Le courageux, Mesdames et Messieurs, n’est pas celui qui s’expose au danger. Le courageux est celui qui dénonce le mal, surtout quand les siens en sont les auteurs et quel qu’en soit le prix. C’est l’impartial. Je dois autant critiquer ma mosquée que doivent le faire le rabbin et le prêtre lorsque leurs temples et leurs églises s’éloignent des principes. C’est le courage dont nous avons besoin. Taire un crime, que nous pouvons au moins dénoncer, est moralement aussi grave que le commettre. En droit positif, cela s’appelle non assistance à personne en danger, c’est un délit.
Le traitement de deux poids et deux mesures – qui fait que l’homme d’une nationalité X en vaut cent voire mille d’une nationalité Y – pousse certains terriens, musulmans et non musulmans d’ailleurs, à la haine.
Mais, à eux l’islam dit que c’est faire la même chose que l’auteur de cette injustice que d’abhorrer ceux qui en sont bénéficiaires. La preuve est qu’à chaque fois que la victime arrive à mettre à terre son bourreau, il lui fait subir soit la même chose, soit pire que ce qu’il lui fit subir. C’est donc remplacer une injustice par une autre.

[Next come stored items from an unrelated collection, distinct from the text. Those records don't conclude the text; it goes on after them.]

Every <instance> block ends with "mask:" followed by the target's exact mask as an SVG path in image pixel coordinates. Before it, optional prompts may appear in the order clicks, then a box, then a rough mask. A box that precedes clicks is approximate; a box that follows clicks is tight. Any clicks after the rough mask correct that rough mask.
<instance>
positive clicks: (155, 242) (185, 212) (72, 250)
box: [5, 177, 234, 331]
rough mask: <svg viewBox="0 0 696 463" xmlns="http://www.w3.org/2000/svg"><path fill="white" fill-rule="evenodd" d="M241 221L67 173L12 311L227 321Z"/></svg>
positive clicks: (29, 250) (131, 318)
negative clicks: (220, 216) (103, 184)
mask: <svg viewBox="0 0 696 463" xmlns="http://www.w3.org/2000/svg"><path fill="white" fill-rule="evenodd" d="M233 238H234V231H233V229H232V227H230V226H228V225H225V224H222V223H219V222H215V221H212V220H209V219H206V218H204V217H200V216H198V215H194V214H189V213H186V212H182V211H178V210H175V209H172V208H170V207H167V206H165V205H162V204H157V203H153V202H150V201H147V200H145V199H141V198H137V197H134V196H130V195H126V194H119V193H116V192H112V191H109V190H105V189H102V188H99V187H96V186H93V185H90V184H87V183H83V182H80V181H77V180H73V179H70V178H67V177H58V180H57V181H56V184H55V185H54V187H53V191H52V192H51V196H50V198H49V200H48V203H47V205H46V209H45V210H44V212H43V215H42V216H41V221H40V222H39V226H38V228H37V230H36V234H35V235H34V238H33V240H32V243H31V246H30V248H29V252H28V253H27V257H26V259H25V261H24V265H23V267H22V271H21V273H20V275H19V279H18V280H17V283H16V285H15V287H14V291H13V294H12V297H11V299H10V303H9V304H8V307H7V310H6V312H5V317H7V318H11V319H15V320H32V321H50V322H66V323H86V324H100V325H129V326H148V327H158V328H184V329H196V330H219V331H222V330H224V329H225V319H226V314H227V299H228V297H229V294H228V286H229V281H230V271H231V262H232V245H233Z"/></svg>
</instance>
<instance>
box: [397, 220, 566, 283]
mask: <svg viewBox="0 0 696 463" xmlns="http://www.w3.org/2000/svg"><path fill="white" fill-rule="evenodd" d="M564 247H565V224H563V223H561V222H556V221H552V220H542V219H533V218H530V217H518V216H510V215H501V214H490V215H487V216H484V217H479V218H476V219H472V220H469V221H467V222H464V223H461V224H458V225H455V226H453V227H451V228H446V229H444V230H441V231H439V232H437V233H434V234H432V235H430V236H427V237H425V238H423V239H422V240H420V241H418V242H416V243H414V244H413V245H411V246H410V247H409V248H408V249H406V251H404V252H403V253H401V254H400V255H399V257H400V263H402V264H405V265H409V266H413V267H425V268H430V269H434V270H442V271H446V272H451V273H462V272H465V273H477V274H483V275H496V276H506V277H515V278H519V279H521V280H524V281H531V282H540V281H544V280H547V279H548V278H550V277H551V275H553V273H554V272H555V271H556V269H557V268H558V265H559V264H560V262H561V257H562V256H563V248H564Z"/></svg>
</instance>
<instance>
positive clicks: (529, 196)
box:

Luttons contre toutes les injustices, condamnons-les, quelles qu’elles fussent et de qui qu’elles viennent, même d’un musulman. N’oublions pas que Dieu, dans le coran, a révélé une dizaine de versets pour disculper un juif accusé, à tort, de vol, désigné le vrai coupable, qui était dans les rangs des musulmans, et sermonné le prophète pour s’être au départ prononcé, comme juge, en faveur de l’accusateur, arabe musulman.
Apprenons à distinguer les comportements des gens de leurs auteurs. Maudire la personne du diable ne change rien à la vie de l’homme. Maudire ses actions nous en éloigne, donc nous fait gagner en humanité. Luttons contre toutes les injustices, mais gardons-nous de devenir plus injustes que ceux que nous combattons car il n’est permis à personne d’être injuste, pas même la victime. C’est une fois forte de cette valeur que la communauté musulmane trouvera et remplira pleinement la fonction de témoin que Dieu lui a assignée dans le coran, vis-à-vis des autres communautés humaines.
Enfin, à ceux, musulmans et non musulmans, qui pensent que le coran appelle à la violence, je dis que jamais il n’autorise le combat dans un autre but que celui soit du rétablissement de l’ordre, soit de la résistance. Or, dans aucun des deux cas, le combat ne peut être la règle. C’est totalement le contraire. Par ailleurs, combattre ne signifie pas tuer. Pourtant, on traduit insidieusement, ici et là, qitâl (combat en arabe) comme tuerie.
C’est pourquoi, au risque de passer pour un utopiste, j’en appelle à plus d’ouverture à l’autre, quel qu’il soit. Le monde d’aujourd’hui ressemble plus à un village qu’à une mégalopole. A défaut de nous aimer, adoptons une coexistence pacifique. Il en va de la survie de l’espèce humaine, menacée de toutes parts à la fois par les catastrophes naturelles et, surtout, par l’homme lui-même.